Bouquet, now 50, is one of France's more reluctant icons. She has had reason to be grateful for her nation's stringent privacy laws: never more so than in the immediate aftermath of her eight-year relationship with Depardieu, which ended in 2005. We're talking over lunch at her regular table in the Paris Ritz, where she arrived a couple of minutes early, wearing an elegant but understated dark sweater.

"Is it Chanel?"

"No. This," she replies, "is... a pullover. And these," she adds helpfully, "are a pair of brown trousers."

She's often assumed to be tall, possibly because of her years in modelling, where, as tradition requires, she generally seems to be looking down at you with a kind of smouldering disdain; actually she can be no more than 5ft 6in.
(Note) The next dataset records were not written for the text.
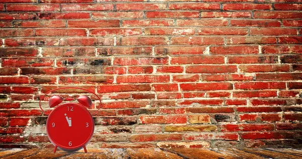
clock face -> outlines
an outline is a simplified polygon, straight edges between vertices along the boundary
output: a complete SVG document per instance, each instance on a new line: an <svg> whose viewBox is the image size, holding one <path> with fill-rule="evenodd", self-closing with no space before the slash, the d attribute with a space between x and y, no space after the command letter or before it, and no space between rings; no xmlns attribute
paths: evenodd
<svg viewBox="0 0 302 159"><path fill-rule="evenodd" d="M49 114L46 130L54 145L64 150L77 150L90 141L94 122L86 108L77 103L65 103Z"/></svg>

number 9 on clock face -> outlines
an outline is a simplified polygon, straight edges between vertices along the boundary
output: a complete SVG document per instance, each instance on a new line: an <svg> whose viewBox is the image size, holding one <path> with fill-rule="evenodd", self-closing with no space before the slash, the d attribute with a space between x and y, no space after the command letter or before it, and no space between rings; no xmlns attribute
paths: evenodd
<svg viewBox="0 0 302 159"><path fill-rule="evenodd" d="M92 116L77 103L65 103L49 114L46 131L50 141L65 151L76 151L89 142L94 131Z"/></svg>

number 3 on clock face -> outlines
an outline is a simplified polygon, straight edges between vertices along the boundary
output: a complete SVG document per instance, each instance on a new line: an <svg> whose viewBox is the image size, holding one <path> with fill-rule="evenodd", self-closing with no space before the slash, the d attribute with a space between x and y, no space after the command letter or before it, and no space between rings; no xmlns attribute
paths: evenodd
<svg viewBox="0 0 302 159"><path fill-rule="evenodd" d="M74 151L89 142L94 122L86 108L77 103L66 103L49 114L46 130L50 141L59 148Z"/></svg>

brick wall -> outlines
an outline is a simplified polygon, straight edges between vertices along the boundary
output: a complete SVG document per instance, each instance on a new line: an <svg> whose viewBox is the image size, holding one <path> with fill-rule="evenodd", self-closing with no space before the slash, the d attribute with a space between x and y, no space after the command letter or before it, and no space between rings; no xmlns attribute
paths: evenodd
<svg viewBox="0 0 302 159"><path fill-rule="evenodd" d="M0 147L51 145L64 86L102 97L90 147L300 146L302 1L199 1L0 0Z"/></svg>

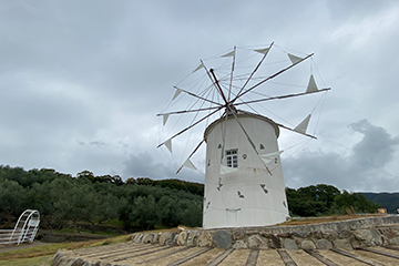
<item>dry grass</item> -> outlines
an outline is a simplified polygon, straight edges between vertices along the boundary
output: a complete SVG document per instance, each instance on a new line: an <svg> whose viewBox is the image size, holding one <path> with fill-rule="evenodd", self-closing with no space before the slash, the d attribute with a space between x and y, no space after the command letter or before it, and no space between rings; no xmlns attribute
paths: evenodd
<svg viewBox="0 0 399 266"><path fill-rule="evenodd" d="M367 218L367 217L376 217L376 216L385 216L381 214L365 214L365 215L332 215L332 216L324 216L324 217L309 217L309 218L300 218L296 219L293 218L291 221L285 222L283 224L278 224L277 226L285 226L285 225L307 225L307 224L321 224L321 223L331 223L331 222L340 222L340 221L348 221L348 219L356 219L356 218Z"/></svg>
<svg viewBox="0 0 399 266"><path fill-rule="evenodd" d="M121 242L127 242L131 235L122 235L105 239L88 241L88 242L70 242L70 243L57 243L44 246L35 246L24 249L18 249L13 252L4 252L0 254L0 260L8 260L14 258L32 258L48 255L54 255L59 249L76 249L83 247L101 246L104 243L114 244Z"/></svg>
But in her modest outfit, and a pair of round-rimmed spectacles, Bouquet still turns every head in the room.

It has taken her a while to become accustomed to such attention. As a young girl, she says, "What bothers you isn't so much whether you're beautiful or not. What bothers you is the way that people stare."

"People?"

"OK, men."

"So that dislocates your normal relationship with the world?"

"Exactly. You get stared at the whole time. I first noticed that when I was about 13. I was very shy. Being considered beautiful, I always felt that people were waiting for something more. I imagined you were supposed to have an intellectual ability - and I'm making no claims here - proportional to your supposed good looks. I think that's what I meant when I was talking about beauty. I felt I should be proving I deserved the attention; that I should be doing something special."

If remarkable achievement was what they expected of her, even the teenage Bouquet's most hopeful admirers must have been surprised at quite how spectacularly she has delivered. A former philosophy student at the Sorbonne, she made her screen debut at 18, in Luis Buuel's That Obscure Object of Desire, before blossoming as an actress under the tutelage of Depardieu's mentor and French cinema's dark genius, Bertrand Blier. Buffet Froid ends with Bouquet face to face with Depardieu, in a rowing boat. He asks her if she'll allow him to dedicate his life to her; she shoots him with a small- calibre handgun. In Blier's Trop Belle Pour Toi (Too Beautiful For You) she plays Depardieu's wife; the film's conceit is that he abandons Bouquet for his considerably rounder secretary, played by Josiane Balasko. There are moments in these scripts when art seems to anticipate life.

"When I was working with Gerard," Bouquet says, "he was married. I never wanted to steal him. The idea never occurred to me." She speaks in quietly articulated, very un-actorish French, occasionally delivering a phrase in English. It's one of the sadnesses of her career that her greatest roles, such as her interpretation of Resistance heroine Lucie Aubrac, in Claude Berri's 1997 film of the same name, received little or no distribution in North America or the UK. In Britain, she's still best known for a fleeting appearance in Francis Ford Coppola's contribution to New York Stories, and as Roger Moore's companion in the 1981 James Bond film For Your Eyes Only. ("No fun," says Bouquet.)

Since then, Bouquet, unlike her most famous ex-lover, has been highly discriminating in the roles she has accepted. "The first time I met Depardieu, in the late 1980s," I tell her, "he said, and I quote him precisely, that: 'I will never, ever, make crap films for money.' Have you seen him in Bimboland?"

"I'd love to make a Buffet Froid or a Lucie Aubrac every year. But we all make mistakes. Sometimes in life you need money and you make choices which are, er..."

Depardieu - the greatest French actor of his, or, some of us would argue, any other generation - has somehow turned into a man who could get recognised on any street corner in the world, so long as he was wearing his Obelix costume. Bouquet is currently playing, to glowing reviews, in Racine's tragedy Berenice at the small but prestigious Parisian theatre Les Bouffes du Nord, famous as the adopted home of British director Peter Brook. But it's not her stage work that has had her on the front page of every French newspaper over the past few months.